Due rimangono i problemi da risolvere: Rasheed Wallace ha una parte troppo limitata in attacco. Non è tanto una questione di numeri (13 punti a gara): "Rasheed è un giocatore molto altruista -spiega Brown - ma negli ultimi anni a Portland ha cominciato a giocare lontano dal canestro. Noi abbiamo bisogno di lui in posizione di post."
Il talento dell'ala da North Carolina è fuori dalla media: in seguito a un infortunio al gomito patito in uno scontro con Shaquille O'Neal, per qualche gara l'ex Blaxers, destro naturale, ha tirato con la sinistra. "Mi faceva male anche solo per tenere la cornetta del telefono all'orecchio." Il suo problema storico è un minimo di testardaggine, quella che al college, piccolo esempio, lo portò a fare 9 tiri da lontano su 10 solo perché, dopo un jump-shot sbagliato, il suo allenatore gli aveva chiesto di avvicinarsi all'area.
La panchina della squadra è diversa dall'anno scorso: Nemeth Okur e Corliss Williamson sono andati via, essenzialmente per avere i soldi per rifirmare Ben Wallace e Prince.
Linsdey Hunter sta recuperando un minimo di brillantezza: "In estate - ha detto - mi sono riposato. Di solito mi alleno ma non quest'anno." Appena tornato, Andy Kaedler, responsabile della condizione atletica, gli ha "proposto" una dieta per perdere i 7 chili in eccesso che aveva accumulato. Con l'arrivo del play da Utah il suo ruolo diventerà ancora più specifico, soprattutto in difesa.
Antonio McDyess è la principale addizione offensiva e, per ora, unico cambio credibile in front line: nelle ultime gare il suo ruolo è stato definito, dopo che l'ex Nuggets aveva giocato da titolare nel periodo di assenza di Ben Wallace. "Dalla panchina sono più a mio agio - dice il giocatore - E' strano perché in carriera non avevo mai avuto questo ruolo." Mc Dyess può dare molti punti in pochi minuti, 14 punti in 10 minuti contro Boston. Sarà fondamentale con Carlos Delfino, quando rientrerà . Elden Campbell non c'è più, non stava giocando una stagione memorabile:
"Ci è dispiaciuto – ha spiegato Dumars - sacrificare Elden Campbell [forse gli 8.5 milioni di dollari in scadenza quest'anno ndr] ma abbiamo avuto la possibilità di prendere un giocatore giovane, di grande talento. Dovevamo farlo".

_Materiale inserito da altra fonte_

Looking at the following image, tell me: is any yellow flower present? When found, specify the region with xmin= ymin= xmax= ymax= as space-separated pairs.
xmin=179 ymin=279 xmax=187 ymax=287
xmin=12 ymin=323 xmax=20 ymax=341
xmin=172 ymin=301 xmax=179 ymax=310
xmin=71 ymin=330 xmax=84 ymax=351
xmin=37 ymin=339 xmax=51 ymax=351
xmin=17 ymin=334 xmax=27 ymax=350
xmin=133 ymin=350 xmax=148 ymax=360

E' stato invece tagliato Derrick Coleman con quello che rimane delle sue ginocchia.
C'è una schiarita quindi nel "dramma" sportivo di Darko Milicic: coach Brown non perde occasione per massacrarlo. Contro Phoenix gli ha concesso 7 minuti in campo, massimo stagionale, ma lo ha levato per aver perso un rimbalzo contro Jackson Vroman dopo una terribile sgridata in panchina.

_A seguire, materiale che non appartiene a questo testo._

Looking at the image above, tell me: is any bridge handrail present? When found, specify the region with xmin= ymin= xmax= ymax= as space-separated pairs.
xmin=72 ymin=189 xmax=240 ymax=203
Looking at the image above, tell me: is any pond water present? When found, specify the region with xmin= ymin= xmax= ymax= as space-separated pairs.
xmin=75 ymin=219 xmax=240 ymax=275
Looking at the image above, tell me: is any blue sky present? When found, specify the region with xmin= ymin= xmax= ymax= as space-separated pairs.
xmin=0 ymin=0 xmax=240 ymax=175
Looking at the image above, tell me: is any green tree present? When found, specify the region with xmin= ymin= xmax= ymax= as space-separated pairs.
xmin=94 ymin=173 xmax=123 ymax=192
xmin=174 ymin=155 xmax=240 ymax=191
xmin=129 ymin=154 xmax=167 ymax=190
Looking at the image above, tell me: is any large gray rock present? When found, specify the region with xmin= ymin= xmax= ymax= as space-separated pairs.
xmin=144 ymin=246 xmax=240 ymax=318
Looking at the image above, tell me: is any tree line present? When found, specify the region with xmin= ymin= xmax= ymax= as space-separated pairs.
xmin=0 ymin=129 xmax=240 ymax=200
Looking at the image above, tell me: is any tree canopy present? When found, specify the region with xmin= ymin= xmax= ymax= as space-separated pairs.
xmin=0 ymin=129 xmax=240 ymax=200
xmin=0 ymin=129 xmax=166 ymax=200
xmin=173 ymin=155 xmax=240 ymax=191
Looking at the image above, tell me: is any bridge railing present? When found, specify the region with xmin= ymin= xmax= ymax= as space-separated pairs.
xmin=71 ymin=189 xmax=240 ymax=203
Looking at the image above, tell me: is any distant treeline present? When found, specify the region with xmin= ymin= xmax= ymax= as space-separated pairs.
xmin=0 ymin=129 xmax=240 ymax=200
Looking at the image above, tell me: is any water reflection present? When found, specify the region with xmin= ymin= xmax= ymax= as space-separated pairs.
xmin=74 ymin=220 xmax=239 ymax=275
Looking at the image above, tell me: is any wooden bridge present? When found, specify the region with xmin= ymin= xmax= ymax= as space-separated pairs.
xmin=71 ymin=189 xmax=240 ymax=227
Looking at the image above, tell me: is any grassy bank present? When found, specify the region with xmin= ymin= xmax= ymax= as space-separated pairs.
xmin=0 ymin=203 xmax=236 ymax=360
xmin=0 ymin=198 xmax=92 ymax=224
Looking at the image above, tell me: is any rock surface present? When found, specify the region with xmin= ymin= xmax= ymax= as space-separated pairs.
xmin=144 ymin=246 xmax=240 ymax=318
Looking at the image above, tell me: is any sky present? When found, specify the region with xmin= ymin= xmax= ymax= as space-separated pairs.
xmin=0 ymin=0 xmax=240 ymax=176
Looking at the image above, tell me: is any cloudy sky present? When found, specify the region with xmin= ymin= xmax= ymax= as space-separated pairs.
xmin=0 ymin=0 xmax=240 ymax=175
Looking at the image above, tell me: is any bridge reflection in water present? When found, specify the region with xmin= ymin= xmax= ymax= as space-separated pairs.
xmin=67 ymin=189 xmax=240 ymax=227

"So che davanti a me - dice Darko - ci sono tanti forti giocatori. Ma vorrei almeno giocare qualche minuto nel secondo quarto." "Non basta - stigmatizza Brown - dire che vuoi giocare. Devi guadagnarti i minuti giorno per giorno e poi dimostrare di essere pronto in campo. Non come durante le finali dell'anno scorso."
Il punto è che ora Campbell e Coleman non ci sono più. Dumars a parole è con Brown ma, come è ovvio, non ci sta a vedere un patrimonio della squadra, perdere valora giorno dopo giorno. Sarà un caso ma questi ultimi movimenti costringeranno il coach "a mangiare la minestra o saltare dalla finestra."

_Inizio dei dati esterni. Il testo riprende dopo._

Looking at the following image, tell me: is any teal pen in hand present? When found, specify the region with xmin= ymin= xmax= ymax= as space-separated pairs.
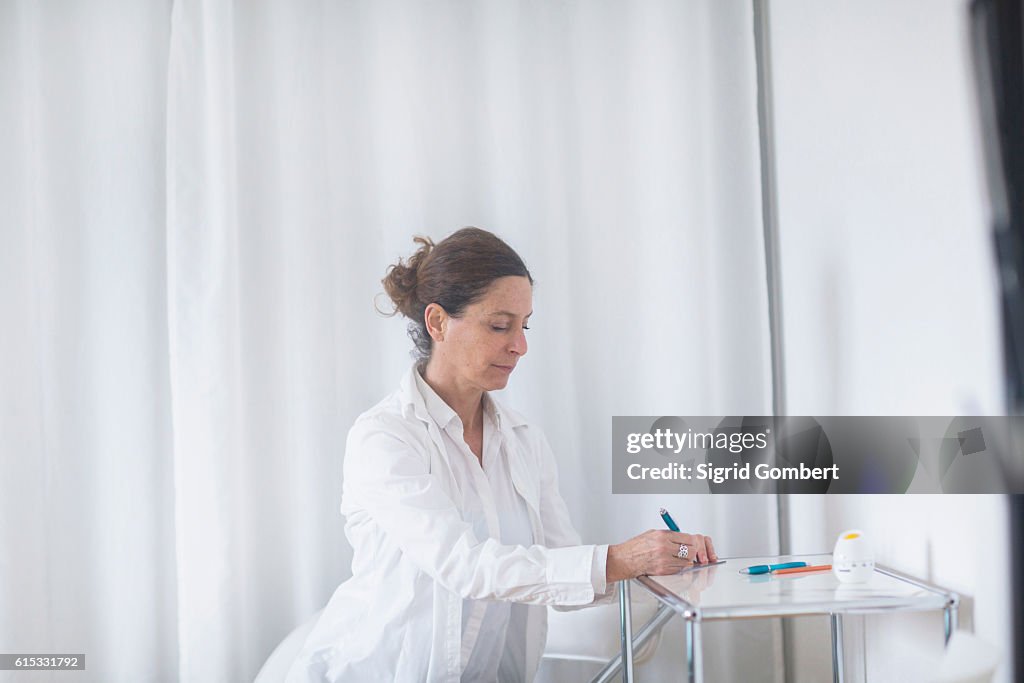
xmin=658 ymin=508 xmax=679 ymax=531
xmin=739 ymin=562 xmax=807 ymax=573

Nel frattempo dice Billups: "A un certo punto cambieremo il passo. Quando ci sarà bisogno."
Manca poco che ne parli sbadigliando. Detroit pensa che Indiana sia molto più debole dopo la sciagurata serata della rissa. New Jersey si è dissolta, Miami offre il problema Shaquille ma anche un paio di accoppiamenti favorevoli.
Nel momento in cui tornerà l'asfissiante difesa dell'anno scorso, Detroit sarà ancora la squadra da battere. Almeno a Est.